Возможно, в «тогонский» период этнических предтечей монголов – сяньбийцев в пределах Кукунора образ Хухэдэй Мэргэна – древнейшего героя тюрко-монгольского эпоса или его ареальная модификация могли трансформироваться на базе встречных схожих мотивов индотибетского происхождения в образ сына небожителя, посылаемого на землю с миссией очищения ее от смуты и различных проявлений Зла в качестве героя – справедливого правителя под именем Гэсэр. Поэтому высказанная Ц. Жамцарано гипотеза о времени и ареале зарождения Гэсэриады содержит элементы «продуктивной идеи» [Неклюдов, 1984. С. 165]. Ибо эта точка зрения соединяет центрально-азиатскую (тюрко-монгольскую) предысторию концепта сына неба с тибетской эпической традицией в контексте «тогонского» периода истории Кукунора и Амдо, что обусловило феномен древнего этнокультурного сотворчества. По мнению Ю. Н. Рериха, Гэсэриада представляет собой «старинный памятник кочевой поэзии, созданный усилиями нескольких кочевых народов». Его древнее ядро принадлежит общему наследию Центральной Азии [Рерих, 1999. С. 268].
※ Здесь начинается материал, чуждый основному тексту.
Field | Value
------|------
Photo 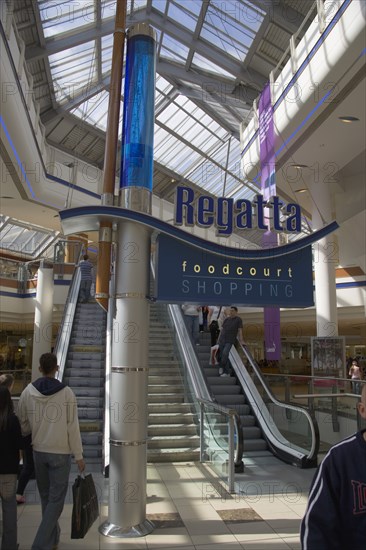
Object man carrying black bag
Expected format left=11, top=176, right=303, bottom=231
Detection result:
left=71, top=474, right=99, bottom=539
left=18, top=353, right=85, bottom=550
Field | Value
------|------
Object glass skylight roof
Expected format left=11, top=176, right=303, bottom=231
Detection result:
left=0, top=215, right=59, bottom=259
left=39, top=0, right=264, bottom=205
left=34, top=0, right=314, bottom=242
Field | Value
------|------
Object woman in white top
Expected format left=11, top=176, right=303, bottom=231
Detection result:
left=348, top=359, right=362, bottom=394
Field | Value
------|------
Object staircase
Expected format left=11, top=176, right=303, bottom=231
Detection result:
left=147, top=304, right=199, bottom=462
left=197, top=332, right=268, bottom=458
left=63, top=302, right=107, bottom=472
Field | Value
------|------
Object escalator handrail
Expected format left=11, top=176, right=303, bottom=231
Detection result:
left=230, top=344, right=320, bottom=461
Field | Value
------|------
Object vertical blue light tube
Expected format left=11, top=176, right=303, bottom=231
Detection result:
left=120, top=24, right=156, bottom=198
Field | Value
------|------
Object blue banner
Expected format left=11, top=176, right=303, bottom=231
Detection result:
left=155, top=234, right=314, bottom=308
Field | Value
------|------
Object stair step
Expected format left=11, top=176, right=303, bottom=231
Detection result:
left=65, top=376, right=104, bottom=390
left=147, top=424, right=198, bottom=439
left=148, top=402, right=195, bottom=415
left=147, top=435, right=200, bottom=449
left=148, top=383, right=184, bottom=395
left=149, top=412, right=195, bottom=426
left=147, top=448, right=200, bottom=463
left=149, top=393, right=184, bottom=404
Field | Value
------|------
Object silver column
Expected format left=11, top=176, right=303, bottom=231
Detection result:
left=99, top=221, right=154, bottom=537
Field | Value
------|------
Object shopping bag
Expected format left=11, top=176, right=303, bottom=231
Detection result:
left=71, top=474, right=99, bottom=539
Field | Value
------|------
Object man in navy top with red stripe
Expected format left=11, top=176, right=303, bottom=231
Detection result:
left=301, top=384, right=366, bottom=550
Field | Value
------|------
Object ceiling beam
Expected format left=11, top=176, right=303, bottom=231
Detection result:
left=26, top=8, right=267, bottom=90
left=250, top=0, right=306, bottom=35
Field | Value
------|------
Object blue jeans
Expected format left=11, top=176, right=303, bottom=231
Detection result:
left=184, top=315, right=200, bottom=344
left=219, top=344, right=232, bottom=374
left=32, top=451, right=71, bottom=550
left=0, top=474, right=17, bottom=550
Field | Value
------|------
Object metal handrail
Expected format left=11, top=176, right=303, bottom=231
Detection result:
left=54, top=252, right=81, bottom=380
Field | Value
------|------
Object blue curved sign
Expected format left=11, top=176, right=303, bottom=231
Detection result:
left=60, top=206, right=339, bottom=259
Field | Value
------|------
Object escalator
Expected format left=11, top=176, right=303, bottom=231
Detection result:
left=197, top=326, right=319, bottom=468
left=55, top=264, right=319, bottom=484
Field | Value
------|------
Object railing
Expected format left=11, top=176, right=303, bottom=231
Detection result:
left=230, top=347, right=319, bottom=468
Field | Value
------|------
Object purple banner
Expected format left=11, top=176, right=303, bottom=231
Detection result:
left=258, top=83, right=281, bottom=360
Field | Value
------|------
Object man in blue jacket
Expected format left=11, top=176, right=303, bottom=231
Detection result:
left=301, top=384, right=366, bottom=550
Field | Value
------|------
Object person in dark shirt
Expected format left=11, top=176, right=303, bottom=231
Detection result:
left=0, top=385, right=23, bottom=550
left=300, top=384, right=366, bottom=550
left=218, top=306, right=244, bottom=376
left=79, top=254, right=94, bottom=303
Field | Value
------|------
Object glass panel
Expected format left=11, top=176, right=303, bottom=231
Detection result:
left=49, top=40, right=96, bottom=103
left=203, top=405, right=229, bottom=483
left=192, top=53, right=233, bottom=78
left=38, top=0, right=95, bottom=38
left=168, top=2, right=197, bottom=32
left=160, top=33, right=189, bottom=63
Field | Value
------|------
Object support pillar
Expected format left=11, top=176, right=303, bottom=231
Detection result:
left=310, top=173, right=338, bottom=337
left=32, top=260, right=54, bottom=381
left=101, top=222, right=153, bottom=537
left=99, top=24, right=156, bottom=538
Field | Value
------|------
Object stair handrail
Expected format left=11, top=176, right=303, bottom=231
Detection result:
left=230, top=343, right=320, bottom=467
left=54, top=252, right=81, bottom=380
left=168, top=304, right=244, bottom=477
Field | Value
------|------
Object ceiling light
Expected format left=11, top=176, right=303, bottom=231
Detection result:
left=338, top=116, right=360, bottom=122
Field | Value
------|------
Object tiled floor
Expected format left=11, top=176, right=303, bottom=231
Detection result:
left=10, top=460, right=314, bottom=550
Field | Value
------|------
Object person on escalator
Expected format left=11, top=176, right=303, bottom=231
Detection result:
left=17, top=353, right=85, bottom=550
left=300, top=384, right=366, bottom=550
left=79, top=254, right=94, bottom=304
left=218, top=306, right=244, bottom=376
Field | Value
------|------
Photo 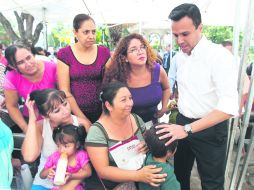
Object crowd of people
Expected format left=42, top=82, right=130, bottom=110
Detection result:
left=0, top=3, right=241, bottom=190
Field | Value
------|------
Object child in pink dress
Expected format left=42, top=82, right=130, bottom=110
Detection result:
left=40, top=124, right=91, bottom=190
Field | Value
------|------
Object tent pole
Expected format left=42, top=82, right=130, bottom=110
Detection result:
left=225, top=0, right=242, bottom=187
left=230, top=0, right=254, bottom=190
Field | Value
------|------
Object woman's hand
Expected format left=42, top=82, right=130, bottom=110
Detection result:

Таким образом, идея героя – сына неба получает наиболее яркое эпическое воплощение в Гэсэриаде, что явилось одной из главных причин ее универсальной популярности у народов центрально-азиатской кочевой цивилизации. При этом следует подчеркнуть, что при всей необычайной вариативности эпоса о Гэсэре в пределах каждой национальной эпической традиции исходной главой неизменно является небесный пролог, повествующий о божественной предыстории героя, о богах и их решении отправить одного из своих сыновей для установления истинного справедливого правления в мире людей. Если в тибетской и монгольской версиях книжной Гэсэриады протагонистами выступают будды и бодисатвы, то совершенно иная картина, связанная с народной мифологией, наблюдается в устной бурятской версии.

В прологе бурятской Гэсэриады представлен пантеон тэнгристских божеств, а их сыновья во главе с Гэсэром спускаются на землю, чтобы исполнить волю своих небесных отцов-небожителей. В этом нетрудно усмотреть эволюцию концепта сына неба и его эпической интерпретации, разработанную в русле исконных мифологических представлений тюркомонгольских народов. По всей вероятности, сам пролог как композиционный зачин возник из необходимости объяснить небесное происхождение эпического героя, что связано со значимостью уранического фактора в религиозно-мифологической традиции Центральной Азии, получившего адекватную фольклорную интерпретацию в Гэсэриаде.